Atualmente diretora de avaliação, monitoramento e gestão da informação do Ministério da Igualdade Racial, Tatiana acrescenta ainda outras barreiras a candidatos com menos recursos financeiros, como a dificuldade de se afastar da família e do trabalho para prestar as provas fora da sua cidade.
Uma hipótese, diz ela, é que potenciais ocupantes das cotas não estejam nem sequer se inscrevendo nos concursos devido a essas barreiras, somadas às financeiras.
Para dirimir os efeitos sobre esse público, segundo a diretora, medidas importantes seriam, por exemplo, a convocação com antecedência para as provas das fases mais adiantadas, de modo que os candidatos consigam se planejar para prestar o exame.
Ela avalia que seria preciso fazer uma análise de cada concurso para avaliar se estariam sendo exigidos dos candidatos conhecimentos que poderiam ser transmitidos depois em cursos de formação da carreira.
Assim como acontece na magistratura, há sobra de vagas mesmo na ampla concorrência no Ministério Público —de 15% considerando a seleção mais recente realizada em cada estado e no MPF.
No caso de juízes, uma ideia já ventilada por integrantes do CNJ é apoiar o preparo dos candidatos negros para a aprovação no concurso.
Um modelo que costuma ser citado é o do Ministério das Relações Exteriores.

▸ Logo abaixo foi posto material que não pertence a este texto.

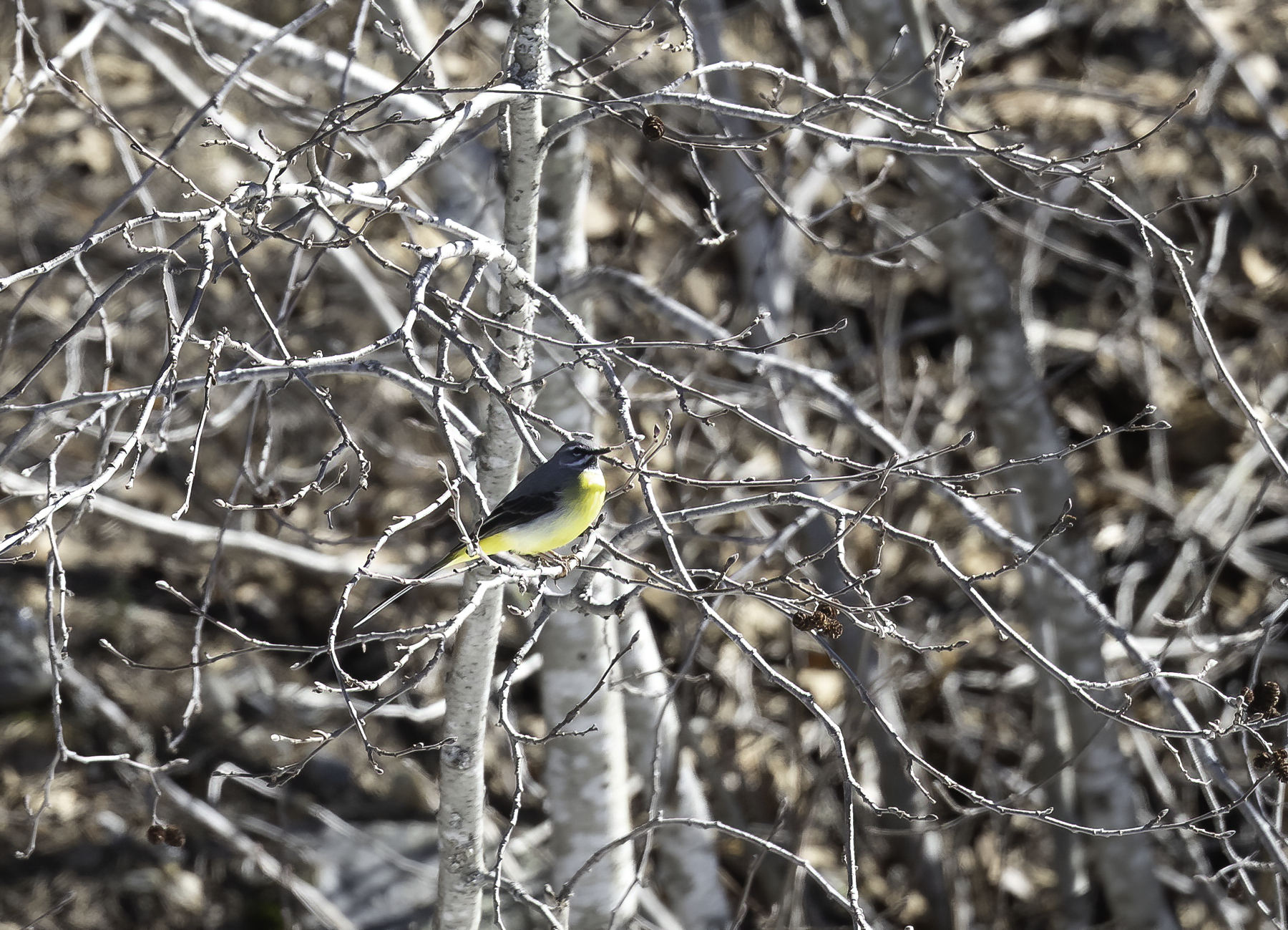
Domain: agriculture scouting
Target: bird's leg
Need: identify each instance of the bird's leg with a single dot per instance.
(566, 563)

Pleiteantes às cotas recebem uma bolsa de R$ 30 mil para chegar em boas condições à prova para o Instituto Rio Branco.
PROMOTORES NEGROS REIVINDICAM MEDIDAS NO CONCURSO EM PERNAMBUCO
Para evitar que sobrassem vagas de cotistas, os integrantes do grupo de trabalho contra o racismo do Ministério Público de Pernambuco sugeriram uma série de medidas com base nas pesquisas do Ipea, afirma a promotora de Justiça Irene Cardoso Sousa.
“Nos incomodavam bastante aquelas fotos de aprovados nos concursos só com pessoas brancas”, afirma.
Com base nos resultados, eles pleitearam uma cota para negros de 25%, maior que a mínima necessária –atualmente, o índice só fica atrás dos editais do Ministério Público da Bahia, que reservam 30% das vagas a pretos e pardos.
O grupo de trabalho contra o racismo de Pernambuco também demandou, e conseguiu, a aplicação da cota desde o início da segunda fase e que candidatos que tivessem sua autodeclaração negada pela comissão de heteroidentificação fossem eliminados, em vez de passar para a ampla concorrência.
O grupo pediu ainda a adoção de medidas para reduzir, sempre que possível, o custo para os candidatos —por exemplo, com a possibilidade de comprovação de documentos online, ou o agendamento da data da avaliação da autodeclaração próxima de alguma prova do concurso, para evitar gastos em dobro com passagens e hospedagens. O concurso teve 4 vagas reservadas para negros e 17 candidatos aprovados para ocupá-las.